Should people be able to eat what they value? UAA’s Sustainability Club hosted a panel discussion in the Student Union April 7 to talk about the quality of food at UAA and the state of Alaska.
Amy Petit, panel discussion member and former Division of Agriculture member, manages the Alaska Grown marketing program and is a member on the Alaska Food Policy Council. Her goal is to get more Alaskans connected to their foods and to recognize that the logo is more than just a T-shirt.
“People are disconnected from their food in Alaska. We have a lot of work to do and a lot of opportunity. It’s important that we continue to have these discussions on food. I’m really glad that the Sustainability Club at UAA decided to have this forum It’s a start, and it’s a good one,” Petit said. “In addition to planning for this, I got a call last week from Providence hospital, and they are reworking their menus for the next cycle and were curious on how they could incorporate Alaska Grown into the menu.
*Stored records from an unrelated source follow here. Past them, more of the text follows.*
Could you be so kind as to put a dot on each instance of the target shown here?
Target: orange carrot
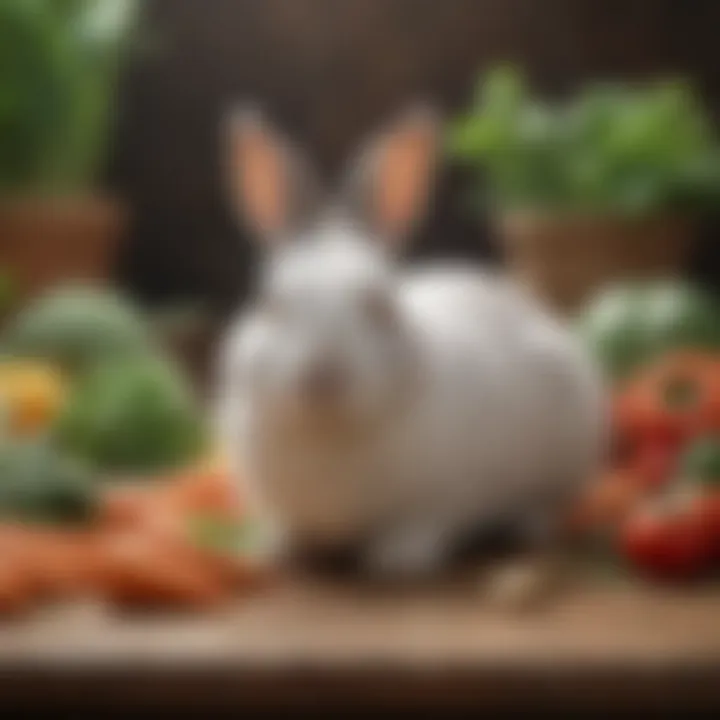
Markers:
(139, 569)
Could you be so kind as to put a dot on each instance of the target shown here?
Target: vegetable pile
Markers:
(105, 487)
(659, 504)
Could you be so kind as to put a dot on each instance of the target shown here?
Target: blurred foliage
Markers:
(59, 65)
(610, 148)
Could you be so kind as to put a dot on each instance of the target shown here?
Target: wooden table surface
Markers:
(304, 642)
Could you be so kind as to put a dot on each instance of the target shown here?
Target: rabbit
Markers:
(397, 408)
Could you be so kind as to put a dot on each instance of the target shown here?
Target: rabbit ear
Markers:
(389, 185)
(271, 185)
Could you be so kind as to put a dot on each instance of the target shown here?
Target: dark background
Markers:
(329, 71)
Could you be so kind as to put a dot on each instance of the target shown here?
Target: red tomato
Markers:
(655, 463)
(672, 544)
(706, 509)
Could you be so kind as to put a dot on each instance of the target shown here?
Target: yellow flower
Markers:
(32, 393)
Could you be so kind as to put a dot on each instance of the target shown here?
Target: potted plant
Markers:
(59, 67)
(605, 185)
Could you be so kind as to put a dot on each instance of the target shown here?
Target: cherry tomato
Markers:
(655, 463)
(667, 544)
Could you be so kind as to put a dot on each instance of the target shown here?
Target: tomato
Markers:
(607, 502)
(667, 544)
(655, 463)
(672, 400)
(706, 510)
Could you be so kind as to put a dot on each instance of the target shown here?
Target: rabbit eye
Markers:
(379, 309)
(273, 308)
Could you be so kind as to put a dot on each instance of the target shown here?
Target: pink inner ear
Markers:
(262, 179)
(403, 178)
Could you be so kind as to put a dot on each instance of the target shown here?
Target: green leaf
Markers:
(222, 535)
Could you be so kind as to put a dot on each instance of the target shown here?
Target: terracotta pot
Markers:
(564, 260)
(48, 240)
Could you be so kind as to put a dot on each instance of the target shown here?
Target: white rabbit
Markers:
(397, 409)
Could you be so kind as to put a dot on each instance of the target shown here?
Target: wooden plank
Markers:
(303, 643)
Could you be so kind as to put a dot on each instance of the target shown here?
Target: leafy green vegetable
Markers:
(77, 326)
(39, 484)
(59, 66)
(133, 415)
(612, 148)
(701, 461)
(223, 535)
(629, 324)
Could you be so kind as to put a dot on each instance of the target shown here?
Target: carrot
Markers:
(209, 491)
(15, 590)
(17, 581)
(66, 561)
(139, 569)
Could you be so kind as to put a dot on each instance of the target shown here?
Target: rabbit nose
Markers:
(324, 381)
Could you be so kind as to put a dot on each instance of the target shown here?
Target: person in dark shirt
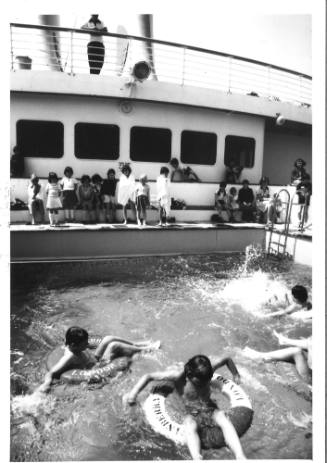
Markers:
(108, 195)
(246, 202)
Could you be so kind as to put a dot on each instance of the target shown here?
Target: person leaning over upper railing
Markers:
(95, 47)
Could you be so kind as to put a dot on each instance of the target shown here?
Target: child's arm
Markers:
(56, 370)
(173, 375)
(217, 362)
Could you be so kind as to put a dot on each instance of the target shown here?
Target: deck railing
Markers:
(65, 50)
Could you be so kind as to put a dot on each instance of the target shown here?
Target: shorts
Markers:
(142, 202)
(69, 199)
(107, 199)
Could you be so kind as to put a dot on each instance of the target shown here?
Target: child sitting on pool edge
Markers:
(299, 307)
(192, 383)
(76, 356)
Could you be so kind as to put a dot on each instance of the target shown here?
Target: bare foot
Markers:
(253, 354)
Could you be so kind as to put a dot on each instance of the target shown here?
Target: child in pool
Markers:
(192, 383)
(142, 193)
(69, 198)
(76, 354)
(298, 307)
(298, 351)
(53, 192)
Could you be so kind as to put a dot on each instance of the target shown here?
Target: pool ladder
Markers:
(278, 238)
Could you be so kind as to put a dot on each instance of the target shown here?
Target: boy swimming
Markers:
(78, 355)
(192, 383)
(298, 307)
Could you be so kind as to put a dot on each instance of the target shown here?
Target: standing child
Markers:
(86, 197)
(163, 195)
(192, 384)
(97, 203)
(221, 202)
(142, 193)
(53, 191)
(35, 200)
(69, 198)
(126, 190)
(231, 203)
(108, 195)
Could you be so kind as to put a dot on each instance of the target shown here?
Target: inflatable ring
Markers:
(240, 414)
(92, 375)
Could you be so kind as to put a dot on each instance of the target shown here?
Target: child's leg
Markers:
(192, 438)
(51, 218)
(230, 435)
(107, 341)
(125, 214)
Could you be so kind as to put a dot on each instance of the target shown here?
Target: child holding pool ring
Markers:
(76, 354)
(298, 351)
(192, 383)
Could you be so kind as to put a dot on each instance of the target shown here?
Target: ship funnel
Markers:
(52, 41)
(146, 23)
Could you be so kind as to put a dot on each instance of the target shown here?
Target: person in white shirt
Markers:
(95, 47)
It’s great, it’s huge, it’s amazing how we have people in charge of food at UAA is here at this table and wants to have this discussion with you.”
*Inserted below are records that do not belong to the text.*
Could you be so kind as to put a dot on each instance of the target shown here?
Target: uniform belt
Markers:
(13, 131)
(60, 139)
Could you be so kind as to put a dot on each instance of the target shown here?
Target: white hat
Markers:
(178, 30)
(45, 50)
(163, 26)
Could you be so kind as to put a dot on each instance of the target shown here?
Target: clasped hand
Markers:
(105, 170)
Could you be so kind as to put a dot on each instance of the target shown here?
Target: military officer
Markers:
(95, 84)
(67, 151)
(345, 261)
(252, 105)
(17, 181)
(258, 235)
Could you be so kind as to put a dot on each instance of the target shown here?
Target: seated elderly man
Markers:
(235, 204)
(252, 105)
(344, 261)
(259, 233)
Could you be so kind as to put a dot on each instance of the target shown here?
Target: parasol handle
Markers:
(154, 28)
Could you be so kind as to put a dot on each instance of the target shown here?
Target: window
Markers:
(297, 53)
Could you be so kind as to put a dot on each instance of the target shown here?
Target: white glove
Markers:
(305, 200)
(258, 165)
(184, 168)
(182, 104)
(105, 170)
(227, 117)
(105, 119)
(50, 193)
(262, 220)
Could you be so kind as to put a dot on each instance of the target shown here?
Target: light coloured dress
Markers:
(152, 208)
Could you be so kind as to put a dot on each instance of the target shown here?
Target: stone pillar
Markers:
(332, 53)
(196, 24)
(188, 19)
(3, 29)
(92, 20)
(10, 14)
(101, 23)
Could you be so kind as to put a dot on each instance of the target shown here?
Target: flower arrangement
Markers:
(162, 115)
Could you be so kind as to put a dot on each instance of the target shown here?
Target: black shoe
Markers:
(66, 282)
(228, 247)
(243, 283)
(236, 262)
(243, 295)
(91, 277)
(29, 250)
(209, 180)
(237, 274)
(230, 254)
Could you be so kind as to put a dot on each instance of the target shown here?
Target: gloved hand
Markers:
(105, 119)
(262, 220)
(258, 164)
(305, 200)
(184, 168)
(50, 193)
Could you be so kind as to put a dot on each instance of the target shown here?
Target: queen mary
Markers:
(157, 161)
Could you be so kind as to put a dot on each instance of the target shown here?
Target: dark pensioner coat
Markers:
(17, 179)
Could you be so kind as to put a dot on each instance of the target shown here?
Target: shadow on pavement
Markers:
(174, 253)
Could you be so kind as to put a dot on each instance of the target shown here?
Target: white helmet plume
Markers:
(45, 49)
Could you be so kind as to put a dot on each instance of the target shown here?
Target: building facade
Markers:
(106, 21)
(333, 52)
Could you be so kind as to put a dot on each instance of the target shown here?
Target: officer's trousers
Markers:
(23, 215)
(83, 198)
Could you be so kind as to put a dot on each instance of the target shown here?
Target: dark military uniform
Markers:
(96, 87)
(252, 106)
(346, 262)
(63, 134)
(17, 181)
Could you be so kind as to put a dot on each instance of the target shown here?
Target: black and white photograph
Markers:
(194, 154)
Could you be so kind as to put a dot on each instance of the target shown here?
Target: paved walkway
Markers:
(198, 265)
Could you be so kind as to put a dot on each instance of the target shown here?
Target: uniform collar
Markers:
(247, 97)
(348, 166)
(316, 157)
David Weaver, Director of Housing and member of Dining and Conference Services, joined the panel to share his opinion on Alaska Grown. His job overlooks food services on campus. During his panel discussion, Weaver told a story about a trip to Albania and how ultimately, the people of the country live healthy lives because they grow almost all of their food.
“I’m not an expert on food science, but how we choose the food we pick is extremely important. When I think about sustainable food, I think about it in a way that isn’t just about culture — it’s about who has access to the food. Who is struggling? Who does not have enough food to sustain themselves? It’s also related to how the food is affecting our environment,” Weaver said.
Jason Smith, a new indoor farmer, is optimistic about the state’s future in terms of food.
“We started shopping for organic. We did online research and I wanted to start making the shift to lean to more healthy produce. We became very aware of the cost in the grocery store. I’m a thrifty guy, so I started a garden like a window planter,” Smith said. “I tried to grow cilantro. I waited six weeks for just a little bit of cilantro. There has to be a better way. Eventually, I went back to school and wrapped up my degree at UAA and I started doing more research. I saw an opportunity in town and took it — and five years later, here I am on a panel for food sustainability.”